Но Императору в сокуровской метаистории словно бы вышла… поблажка, что ли. Наказанию тут некуда падать: невозможно казнить иероглиф. Феноменальное отчуждение героя от времени, от судьбы и событий делают его словно бы неуязвимым. Но и не только поэтому для него нет казни.
Индивидуальность Императора существует – под толщей мифологизированного сознания есть ручеек его собственных мыслей и чувств. В нём ни страха, ни отчаяния, но живо чувствуются растерянность перед неведомым и огромная усталость. Так устают великие актёры, надорвавшиеся от слишком усердного исполнении большой сложной
Американцы появляются в «Солнце» как нечто невероятное и неотвратимое. Когда Император выходит из резиденции, чтобы отправиться к Макартуру, на его газоне двое дюжих молодцов ловят «райскую птицу». Они обыкновенного американского роста, отчего всё вокруг кажется крошечным, игрушечным. Птица убегает и несколько раз жалобно-возмущённо кричит. Через некоторое время произойдёт невероятное – Императору придётся самому открывать и закрывать двери. «Это у вас слуги, а у нас слуг нет», – скажет ему надменный «свободный мир». Уперев руки в боки, генерал Макартур (Роберт Доусон) насмешливо посмотрит на сумасшедшую марионетку в нелепом цилиндре.
В первую встречу генерал не сомневается, что «главный военный преступник – невменяем». Хотя ничего безумного Император не делает и не говорит.
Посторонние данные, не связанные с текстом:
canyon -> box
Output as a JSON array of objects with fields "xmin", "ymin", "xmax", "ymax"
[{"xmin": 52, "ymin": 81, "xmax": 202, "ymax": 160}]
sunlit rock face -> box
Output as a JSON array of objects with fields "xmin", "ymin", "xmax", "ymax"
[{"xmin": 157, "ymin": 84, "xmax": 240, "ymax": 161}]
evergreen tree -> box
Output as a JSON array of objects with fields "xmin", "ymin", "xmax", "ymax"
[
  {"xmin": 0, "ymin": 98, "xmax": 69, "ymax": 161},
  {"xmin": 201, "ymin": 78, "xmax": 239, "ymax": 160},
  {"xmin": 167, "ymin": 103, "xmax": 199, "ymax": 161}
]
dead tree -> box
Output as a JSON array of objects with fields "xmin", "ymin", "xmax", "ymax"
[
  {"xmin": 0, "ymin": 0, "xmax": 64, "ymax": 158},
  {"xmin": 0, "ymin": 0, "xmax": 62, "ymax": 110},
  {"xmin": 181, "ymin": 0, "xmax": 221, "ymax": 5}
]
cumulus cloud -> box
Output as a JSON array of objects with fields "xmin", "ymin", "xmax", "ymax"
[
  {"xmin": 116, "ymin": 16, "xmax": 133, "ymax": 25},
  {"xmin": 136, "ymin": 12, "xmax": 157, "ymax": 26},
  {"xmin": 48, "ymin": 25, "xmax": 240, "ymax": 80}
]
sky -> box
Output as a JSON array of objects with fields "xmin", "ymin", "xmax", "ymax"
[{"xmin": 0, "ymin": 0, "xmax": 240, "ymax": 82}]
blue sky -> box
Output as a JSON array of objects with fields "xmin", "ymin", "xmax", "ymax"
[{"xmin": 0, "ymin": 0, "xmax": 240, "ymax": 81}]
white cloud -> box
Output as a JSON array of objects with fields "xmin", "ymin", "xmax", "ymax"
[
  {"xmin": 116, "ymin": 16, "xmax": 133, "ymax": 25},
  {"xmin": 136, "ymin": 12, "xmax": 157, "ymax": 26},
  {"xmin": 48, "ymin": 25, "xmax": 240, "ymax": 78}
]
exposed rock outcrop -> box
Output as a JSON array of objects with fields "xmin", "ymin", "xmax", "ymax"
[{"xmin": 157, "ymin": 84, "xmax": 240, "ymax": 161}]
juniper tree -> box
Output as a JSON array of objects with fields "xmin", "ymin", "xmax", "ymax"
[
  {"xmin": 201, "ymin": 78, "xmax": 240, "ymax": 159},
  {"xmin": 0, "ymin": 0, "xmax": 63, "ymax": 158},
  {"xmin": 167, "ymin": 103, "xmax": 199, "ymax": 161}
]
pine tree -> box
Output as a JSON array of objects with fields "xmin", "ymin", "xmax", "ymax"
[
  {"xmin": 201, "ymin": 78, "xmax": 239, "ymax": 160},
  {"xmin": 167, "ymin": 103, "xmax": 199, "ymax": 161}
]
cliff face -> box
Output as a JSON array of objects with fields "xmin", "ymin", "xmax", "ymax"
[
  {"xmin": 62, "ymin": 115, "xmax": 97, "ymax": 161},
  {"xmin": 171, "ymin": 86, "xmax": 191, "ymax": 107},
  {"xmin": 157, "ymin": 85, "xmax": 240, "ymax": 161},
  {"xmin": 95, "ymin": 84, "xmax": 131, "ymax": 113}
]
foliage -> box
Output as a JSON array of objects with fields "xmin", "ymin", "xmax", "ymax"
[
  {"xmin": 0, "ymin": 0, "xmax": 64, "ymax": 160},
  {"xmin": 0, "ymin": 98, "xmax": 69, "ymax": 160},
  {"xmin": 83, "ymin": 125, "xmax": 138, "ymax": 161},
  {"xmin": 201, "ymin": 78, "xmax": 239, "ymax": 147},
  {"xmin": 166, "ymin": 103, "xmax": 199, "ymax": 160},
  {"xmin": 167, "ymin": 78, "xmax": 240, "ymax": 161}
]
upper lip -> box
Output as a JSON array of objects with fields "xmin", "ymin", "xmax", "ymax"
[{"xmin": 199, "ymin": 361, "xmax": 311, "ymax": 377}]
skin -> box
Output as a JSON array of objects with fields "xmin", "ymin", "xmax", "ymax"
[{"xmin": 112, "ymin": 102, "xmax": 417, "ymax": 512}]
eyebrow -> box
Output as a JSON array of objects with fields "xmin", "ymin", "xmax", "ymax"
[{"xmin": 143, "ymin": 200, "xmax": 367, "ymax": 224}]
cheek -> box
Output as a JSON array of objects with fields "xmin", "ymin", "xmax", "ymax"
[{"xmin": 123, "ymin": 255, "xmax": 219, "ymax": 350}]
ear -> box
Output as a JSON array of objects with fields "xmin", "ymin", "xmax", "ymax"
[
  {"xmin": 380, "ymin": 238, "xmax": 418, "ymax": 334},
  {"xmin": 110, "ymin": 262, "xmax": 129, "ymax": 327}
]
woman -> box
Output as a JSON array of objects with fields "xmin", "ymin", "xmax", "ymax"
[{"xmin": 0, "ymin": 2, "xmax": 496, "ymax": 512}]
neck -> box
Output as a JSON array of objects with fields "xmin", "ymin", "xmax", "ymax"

Он просто не соизмеряет свои слова с обстановкой, не учитывает собеседника. Переводчик-японец (Георгий Пицхелаури) с ужасом смотрит на падение «Солнца», но само «Солнце», будучи в униженном положении, унижения не чувствует. Абсолютная самодостаточность сопряжена в нём с таким же абсолютным достоинством, невольно внушающим род уважения. Даже во время фарсовой сцены позирования американским фотографам, когда, обнаружив сходство таинственного Императора с маленьким бродягой Чаплина, они непочтительно кричат «Встань сюда, Чарли!», он вне суеты, вне пошлости. Император выполняет предначертанное, идёт своим путём, как положено солнцу. Во вторую встречу генерал Макартур изменит своё мнение об Императоре и вообще несколько сбавит безапелляционный тон высшего судьи.
Оказавшись в европейском пространстве, в нарядном особняке, где свечи горят в высоких подсвечниках, а пища подана на старинном фарфоре (обстановка в резиденции Императора аскетична, еда скудна – судя по тому трепетному изумлению, с которым воспринимают слуги американский подарок, ящик шоколада «Херши»), Император производит впечатление умного и глубокого собеседника. Хотя реакции его замедленны (никаких спонтанных проявлений, всё следует обдумать, взвесить и только потом сказать, веско и красиво, своё драгоценное императорское слово), он понимает, что ему говорят. Его реплики отточены и остроумны, а непроницаемые чёрные глаза подозрительно и напряжённо впиваются в глаза врага. Тут понимаешь, как посмел крошечный Остров бросить вызов Миру – оттого и посмел, что он этого Мира не знал, не понимал и не принимал. Духовная изоляция придаёт огромную силу, тая в себе в то же время величайшую опасность, поскольку противник до такой степени неведом и непостижим, что о победе, в сущности, и речи нет. В эстетике подобного самоосуществления наилучший выход – героическая, красивая смерть.
Однако Император и сам остаётся в живых, и подданных удерживает от смертельных жестов. Постепенное проявление и накопление человеческого – через унижение – размывает строго очерченную маску, размыкает рамки вековых ритуалов. Отлучившись, генерал Макартур, незамеченный Императором, при возвращении с улыбкой наблюдает, как тот ребячески шалит, гася свечи, танцуя на воображаемом балу. Кажется, Макартур понимает тут, до чего одинок и несчастен этот человек, как он замучался, устал воплощать, соответствовать, изрекать… И когда Император, завершая свою японскую сказку, принимает решение отречься от божественного происхождения, он получает классическую награду: из укрытия к нему возвращается жена.